An MBA is one of the most important qualifications of our time, both for adult learners and for the UK economy.
Are you weighing up the pros and cons of further education?
Now Government postgraduate funding is available, many potential students are considering whether or not further study will enhance their career prospects.
With the democratisation and proliferation of further education courses, there are many routes to gaining technical and in-depth business skills. However, few have emerged that truly rival the strategy, leadership and decision making skills that a Masters in Business Administration (MBA) provides.
As well as developing the key skills required for progression into senior managerial and leadership roles, undertaking an MBA is a signal to potential employers of your commitment to personal development and success.
The Bradford MBA, available to study online, is one of the best in the business given its prestigious triple accreditation.
What is an MBA?
Accredited MBA courses seek to prepare students for senior business positions, by exposing them to all areas of the business. Unlike other Masters programmes, which offer in-depth specialisations for specific disciplines or sectors, the MBA is interdisciplinary and incorporates learning across all aspects of the business spectrum, such as finance, economics, marketing and psychology.
The MBA’s roots date back to the 19th Century – a fact that may prompt some to question its place in a modern, fast paced world. However, the MBA has evolved to meet the ever-changing requirements of both students and employers across the world.
One of the key ways that the MBA has evolved is in its diversity. Perhaps once considered a predominantly financial or general management qualification, a broad range of specialisms are now available to students within the MBA framework, from healthcare to human resources. In fact, alongside marketing, human resource management is predicted to be one of the biggest areas of demand for major companies.
How will it help me?
You only have to look at recent figures from the Graduate Management Admission Council (GMAC) for proof. Its poll of global businesses found that 84% intended to hire somebody with an MBA in 2015, a figure up 10 percent on the previous year.
In addition to MBA graduates being in demand from employers, the qualification is particularly important for an economy targeting entrepreneurial growth. Having a great idea, a great design and a ground-breaking product or service is one thing – having the management expertise to evolve those into a successful business is quite another. The combination of the two is a powerful thing.
Undertaking an MBA will be a career changing decision. Whether you’re a recent graduate who wants to develop in-depth business skills, a professional looking to change career or an employee who wants to progress up the career ladder, having practical and strategic business skills is incredibly powerful. Not only do you understand the way a business works, you can link this with a thorough understanding of business objectives and strategy.

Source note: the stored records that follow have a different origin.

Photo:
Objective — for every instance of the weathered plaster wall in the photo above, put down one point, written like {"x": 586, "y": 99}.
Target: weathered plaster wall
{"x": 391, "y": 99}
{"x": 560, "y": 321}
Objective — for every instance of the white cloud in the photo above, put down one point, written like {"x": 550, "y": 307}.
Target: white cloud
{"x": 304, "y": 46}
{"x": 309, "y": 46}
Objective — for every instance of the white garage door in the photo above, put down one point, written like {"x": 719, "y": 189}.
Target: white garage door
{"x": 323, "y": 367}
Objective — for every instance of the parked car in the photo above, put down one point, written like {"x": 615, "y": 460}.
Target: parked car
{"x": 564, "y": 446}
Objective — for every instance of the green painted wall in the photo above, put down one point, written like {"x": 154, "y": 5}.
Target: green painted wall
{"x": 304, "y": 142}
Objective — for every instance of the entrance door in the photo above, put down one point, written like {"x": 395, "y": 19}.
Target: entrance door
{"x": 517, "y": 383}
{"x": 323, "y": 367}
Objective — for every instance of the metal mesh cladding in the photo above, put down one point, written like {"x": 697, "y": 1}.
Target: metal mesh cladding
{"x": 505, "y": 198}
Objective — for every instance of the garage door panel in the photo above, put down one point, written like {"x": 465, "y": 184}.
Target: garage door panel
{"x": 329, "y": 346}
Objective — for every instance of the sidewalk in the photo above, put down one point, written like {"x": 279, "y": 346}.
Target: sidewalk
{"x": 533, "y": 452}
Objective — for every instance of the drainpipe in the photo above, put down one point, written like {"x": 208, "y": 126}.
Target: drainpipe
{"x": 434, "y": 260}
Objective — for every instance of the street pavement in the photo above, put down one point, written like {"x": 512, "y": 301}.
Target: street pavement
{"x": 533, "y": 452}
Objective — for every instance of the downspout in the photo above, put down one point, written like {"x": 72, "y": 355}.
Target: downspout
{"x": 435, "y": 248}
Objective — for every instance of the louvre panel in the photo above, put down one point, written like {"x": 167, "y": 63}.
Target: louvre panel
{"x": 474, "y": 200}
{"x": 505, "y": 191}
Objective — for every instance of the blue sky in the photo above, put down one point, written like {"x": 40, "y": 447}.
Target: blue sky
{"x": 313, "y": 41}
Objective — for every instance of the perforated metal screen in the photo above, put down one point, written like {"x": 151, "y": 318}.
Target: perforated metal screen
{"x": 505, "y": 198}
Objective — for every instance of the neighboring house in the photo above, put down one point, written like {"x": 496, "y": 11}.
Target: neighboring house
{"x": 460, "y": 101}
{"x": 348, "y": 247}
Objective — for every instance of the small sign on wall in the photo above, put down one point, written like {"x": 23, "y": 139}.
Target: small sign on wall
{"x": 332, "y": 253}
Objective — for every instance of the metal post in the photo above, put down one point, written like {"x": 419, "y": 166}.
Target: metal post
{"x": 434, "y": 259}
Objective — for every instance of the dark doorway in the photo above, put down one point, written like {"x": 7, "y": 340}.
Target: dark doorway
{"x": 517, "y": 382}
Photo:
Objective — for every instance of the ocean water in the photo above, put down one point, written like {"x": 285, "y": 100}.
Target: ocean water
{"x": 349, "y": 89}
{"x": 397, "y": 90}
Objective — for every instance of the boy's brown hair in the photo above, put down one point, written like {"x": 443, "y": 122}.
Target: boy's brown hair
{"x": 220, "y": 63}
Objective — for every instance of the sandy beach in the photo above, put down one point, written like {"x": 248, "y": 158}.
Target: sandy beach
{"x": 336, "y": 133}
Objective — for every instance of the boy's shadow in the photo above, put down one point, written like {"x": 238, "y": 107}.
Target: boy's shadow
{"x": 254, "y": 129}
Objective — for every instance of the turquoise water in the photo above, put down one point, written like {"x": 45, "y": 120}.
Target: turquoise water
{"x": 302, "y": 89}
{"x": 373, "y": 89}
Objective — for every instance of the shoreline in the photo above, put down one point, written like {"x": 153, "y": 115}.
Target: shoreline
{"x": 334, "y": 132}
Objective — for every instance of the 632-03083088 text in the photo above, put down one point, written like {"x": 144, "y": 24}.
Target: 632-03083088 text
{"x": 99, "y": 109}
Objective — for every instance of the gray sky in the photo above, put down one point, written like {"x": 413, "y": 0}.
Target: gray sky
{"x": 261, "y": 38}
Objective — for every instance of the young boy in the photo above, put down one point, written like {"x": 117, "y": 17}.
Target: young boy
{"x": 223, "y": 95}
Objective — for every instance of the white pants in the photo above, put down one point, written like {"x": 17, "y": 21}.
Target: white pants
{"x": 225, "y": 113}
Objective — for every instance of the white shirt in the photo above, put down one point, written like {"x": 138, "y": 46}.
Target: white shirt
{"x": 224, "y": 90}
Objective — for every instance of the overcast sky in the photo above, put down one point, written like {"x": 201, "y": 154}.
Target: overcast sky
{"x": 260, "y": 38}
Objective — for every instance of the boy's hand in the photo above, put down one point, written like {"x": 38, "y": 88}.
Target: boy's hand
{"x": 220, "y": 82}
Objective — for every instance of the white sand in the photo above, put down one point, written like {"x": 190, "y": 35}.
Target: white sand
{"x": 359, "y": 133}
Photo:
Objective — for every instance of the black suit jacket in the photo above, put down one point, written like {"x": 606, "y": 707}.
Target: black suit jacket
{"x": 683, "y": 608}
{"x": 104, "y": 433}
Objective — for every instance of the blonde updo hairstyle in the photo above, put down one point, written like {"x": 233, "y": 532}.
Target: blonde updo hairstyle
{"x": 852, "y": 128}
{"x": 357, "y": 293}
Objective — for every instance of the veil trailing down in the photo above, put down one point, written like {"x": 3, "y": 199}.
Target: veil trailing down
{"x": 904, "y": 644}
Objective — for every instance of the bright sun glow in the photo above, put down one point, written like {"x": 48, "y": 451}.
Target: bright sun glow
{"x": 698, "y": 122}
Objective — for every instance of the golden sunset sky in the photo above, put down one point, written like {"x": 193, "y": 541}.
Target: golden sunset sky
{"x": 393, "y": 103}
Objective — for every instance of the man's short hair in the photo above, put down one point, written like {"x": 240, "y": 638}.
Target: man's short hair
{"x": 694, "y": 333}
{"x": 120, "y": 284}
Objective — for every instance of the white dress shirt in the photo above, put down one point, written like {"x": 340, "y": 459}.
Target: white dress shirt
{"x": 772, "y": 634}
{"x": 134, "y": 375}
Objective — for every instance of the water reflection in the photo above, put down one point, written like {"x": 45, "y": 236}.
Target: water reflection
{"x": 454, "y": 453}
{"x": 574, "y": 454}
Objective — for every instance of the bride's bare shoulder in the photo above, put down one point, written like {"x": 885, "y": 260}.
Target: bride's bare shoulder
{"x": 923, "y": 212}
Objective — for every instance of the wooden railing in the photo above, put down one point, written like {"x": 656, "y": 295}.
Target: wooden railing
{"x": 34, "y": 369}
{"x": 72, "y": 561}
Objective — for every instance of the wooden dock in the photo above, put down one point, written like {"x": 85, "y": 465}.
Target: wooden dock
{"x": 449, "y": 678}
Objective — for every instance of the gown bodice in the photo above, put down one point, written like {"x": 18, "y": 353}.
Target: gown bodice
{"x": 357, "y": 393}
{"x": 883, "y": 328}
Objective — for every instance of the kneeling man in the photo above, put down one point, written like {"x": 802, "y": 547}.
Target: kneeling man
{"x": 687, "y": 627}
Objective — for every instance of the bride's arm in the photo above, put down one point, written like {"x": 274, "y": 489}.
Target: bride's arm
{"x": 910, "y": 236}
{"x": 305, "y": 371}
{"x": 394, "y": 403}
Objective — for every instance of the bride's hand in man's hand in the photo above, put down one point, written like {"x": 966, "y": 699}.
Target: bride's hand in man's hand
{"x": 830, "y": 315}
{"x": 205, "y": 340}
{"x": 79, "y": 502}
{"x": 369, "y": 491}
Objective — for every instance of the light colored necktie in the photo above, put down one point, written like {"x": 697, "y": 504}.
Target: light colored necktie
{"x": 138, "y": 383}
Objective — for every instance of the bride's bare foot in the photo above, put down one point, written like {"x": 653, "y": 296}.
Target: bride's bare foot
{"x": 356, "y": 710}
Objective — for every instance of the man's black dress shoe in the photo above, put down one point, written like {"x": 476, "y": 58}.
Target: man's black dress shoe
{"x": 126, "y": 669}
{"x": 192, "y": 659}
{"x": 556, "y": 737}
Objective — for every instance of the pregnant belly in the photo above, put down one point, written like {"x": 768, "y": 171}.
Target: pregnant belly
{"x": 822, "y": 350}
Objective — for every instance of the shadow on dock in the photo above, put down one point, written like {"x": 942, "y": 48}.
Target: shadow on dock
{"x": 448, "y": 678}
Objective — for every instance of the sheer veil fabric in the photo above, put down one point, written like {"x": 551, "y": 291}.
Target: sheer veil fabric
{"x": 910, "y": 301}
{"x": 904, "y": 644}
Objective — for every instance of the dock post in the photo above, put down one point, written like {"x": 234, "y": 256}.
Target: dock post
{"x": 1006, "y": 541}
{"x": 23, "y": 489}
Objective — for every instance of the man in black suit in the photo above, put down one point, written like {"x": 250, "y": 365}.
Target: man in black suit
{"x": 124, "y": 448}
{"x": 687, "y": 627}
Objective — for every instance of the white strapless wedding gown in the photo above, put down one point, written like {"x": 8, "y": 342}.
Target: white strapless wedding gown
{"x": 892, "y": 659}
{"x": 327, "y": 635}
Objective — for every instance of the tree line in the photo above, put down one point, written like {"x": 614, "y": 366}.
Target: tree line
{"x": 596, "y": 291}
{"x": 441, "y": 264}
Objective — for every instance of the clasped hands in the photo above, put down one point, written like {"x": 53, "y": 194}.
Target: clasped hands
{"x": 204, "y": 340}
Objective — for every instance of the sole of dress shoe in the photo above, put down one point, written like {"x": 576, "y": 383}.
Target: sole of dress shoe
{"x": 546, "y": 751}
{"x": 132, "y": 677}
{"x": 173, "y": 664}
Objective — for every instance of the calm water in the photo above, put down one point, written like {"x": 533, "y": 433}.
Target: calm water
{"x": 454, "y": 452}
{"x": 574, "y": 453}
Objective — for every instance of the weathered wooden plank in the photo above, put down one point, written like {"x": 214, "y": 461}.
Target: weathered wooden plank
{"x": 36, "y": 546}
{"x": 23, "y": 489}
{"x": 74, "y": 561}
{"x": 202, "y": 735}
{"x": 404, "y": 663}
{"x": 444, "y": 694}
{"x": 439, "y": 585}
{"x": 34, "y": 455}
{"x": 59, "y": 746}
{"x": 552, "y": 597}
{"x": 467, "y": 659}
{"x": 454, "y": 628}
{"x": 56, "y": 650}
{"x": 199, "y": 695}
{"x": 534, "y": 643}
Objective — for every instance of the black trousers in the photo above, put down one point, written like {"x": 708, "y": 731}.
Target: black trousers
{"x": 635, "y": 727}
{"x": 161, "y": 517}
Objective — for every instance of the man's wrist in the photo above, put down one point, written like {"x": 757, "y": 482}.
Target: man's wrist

By working across many different business and related disciplines, the MBA develops students with a 360-degree understanding of the modern business landscape.
An MBA doesn’t just develop a student’s practical and theoretical business skills; the course also develops a set of soft skills and experiences that may not be so well nurtured by other forms of study.
The MBA is a hard degree. It requires perseverance and develops a sense of determination important to business.
Additionally, an MBA course will be populated by a small number of likeminded individuals, who are often older, serious and more determined. The course demographic therefore provides a focused environment, with emphasis on teamwork and leadership. This setting offers perfect opportunities to develop networking skills and build important relationships.
However, the most important aspect of an MBA is the way in which it links practical business management skills with strategic decision-making, building students’ confidence in their own ability to understand and manage the external business environment.
Don’t fall foul of familiarity
The MBA may be a familiar one, but we need to ensure that familiarity doesn’t mean that the MBA starts to be dismissed as ‘old hat’. It isn’t. In fact, it has never been more relevant to modern business and modern lives.
Every aspect of our lives – security, food, elderly care – all require leadership and management. As the world becomes more connected and those connections more intricate, each sector needs managers who understand the 360-degree business landscape and how each individual part strategically fits together.
To succeed in business, you need more than just business skills. An MBA provides that, and more.